At the core of any offense is going to be a difference of opinion about how equal child-love and pet-love are to each other. As both a parent and a pet owner, I believe that they’re not even on the same scale. They’re not even remotely comparable, and to imply that they are in a serious manner (not just making conversation) is ludicrous. I might choose to be offended by that.

If you don’t want me to be offended, you’ll have to convince me that I’m wrong, that child-love and pet-love are equal. And, to convince me of that, you’ll have to overcome my immensely powerful personal experience.

Hint, you won’t do that.

All that’s left is to convince me that you’re a batshit crazy kid-hating pet-lady who’s wired so incorrectly that she truly loves her pets as much as I love my own children. I then may choose to accept that, for YOU at least, you can love pets just as much as I love my kids. So, then, fine. I won’t be offended. But I’m still going to walk away forever knowing you as that batshit crazy kid-hating pet-lady.

Now be prepared to accept that 99.99% of the parents on Earth share my sentiments to the letter, and you have a choice – accept that everyone will forever know you as that batshit crazy kid-hating pet-lady as soon as you bring up the subject, or change your mind and drop the idea that pet-love can ever equal child-love.

It doesn’t seem like you’re going to change your mind. And I can say with absolute certainty that you won’t change the minds of any parents in this thread. Why you continue to argue your point here is beyond me.

You don’t know how I feel, to use your own phrase.

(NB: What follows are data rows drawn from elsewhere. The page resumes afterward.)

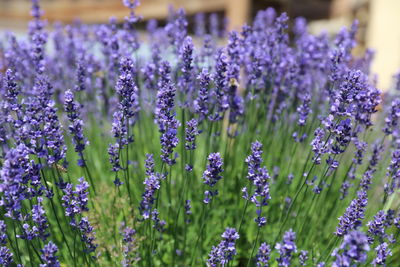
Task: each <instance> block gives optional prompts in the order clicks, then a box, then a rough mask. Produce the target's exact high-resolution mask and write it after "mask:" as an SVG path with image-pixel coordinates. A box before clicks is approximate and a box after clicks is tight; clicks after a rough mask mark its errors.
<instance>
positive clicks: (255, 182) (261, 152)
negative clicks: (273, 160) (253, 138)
mask: <svg viewBox="0 0 400 267" xmlns="http://www.w3.org/2000/svg"><path fill="white" fill-rule="evenodd" d="M262 161H263V159H262V144H261V143H260V142H258V141H256V142H254V143H252V145H251V154H250V156H248V157H247V158H246V163H247V165H248V174H247V179H249V181H250V182H251V183H252V184H253V186H254V188H255V189H254V192H251V195H250V196H249V192H248V188H247V187H245V188H243V189H242V192H243V194H244V198H245V199H247V200H250V201H251V202H253V203H254V204H255V205H256V207H257V209H256V213H257V217H256V218H255V222H256V223H257V225H258V226H259V227H261V226H264V225H265V224H266V221H267V220H266V218H265V217H262V216H261V212H262V207H263V206H266V205H268V200H269V199H270V198H271V196H270V194H269V179H270V176H269V173H268V170H267V168H266V167H261V164H262Z"/></svg>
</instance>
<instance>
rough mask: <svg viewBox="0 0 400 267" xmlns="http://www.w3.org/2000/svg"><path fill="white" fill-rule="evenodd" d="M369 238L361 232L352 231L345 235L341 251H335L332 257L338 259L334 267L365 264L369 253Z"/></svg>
mask: <svg viewBox="0 0 400 267" xmlns="http://www.w3.org/2000/svg"><path fill="white" fill-rule="evenodd" d="M369 249H370V248H369V245H368V239H367V236H366V235H365V234H364V233H362V232H359V231H352V232H350V233H349V234H347V235H345V237H344V240H343V243H342V244H341V246H340V247H339V249H335V250H334V251H333V253H332V256H334V257H336V260H335V261H334V262H333V264H332V267H350V266H353V264H354V263H364V262H365V261H366V259H367V252H368V251H369Z"/></svg>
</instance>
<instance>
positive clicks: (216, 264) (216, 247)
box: [207, 227, 239, 267]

Yes, you said that breeding animals for five generations meant you felt the same ‘I made that’ feeling as a parent seeing their own genetic heritage in a child.

Which is not the same as the love of a pet. They are not comparable - as you said, you don’t know how a parent feels.

You whole hijack of this thread is that you love your dogs more than people love their children. That’s a direct comparison.

But parenting is not raising animals, which you admit, both by saying you don’t know how parents feel and acknowledging that you have a ‘disconnect’ with the ‘hormonal haze’ that parent feel. Now you’re saying that loving kids more is bad for them? How can you judge without knowing how parents feel currently?

So, you’re not a parent and you weren’t raised by parents? But you know parents lose affection through out their kid’s lives to the point where they stop loving them as teenagers?

Your hormones don’t affect how you feel? You don’t get that rush when you look at your husband? Hormones are a small part. That hormonal kick start is what allows adoptive parents to bond with their children. Parenting as a whole is a much more involved process.

You’re the one who equated breeding dogs to being a parent. If you now see the comparison as ridiculous, we may be reaching you.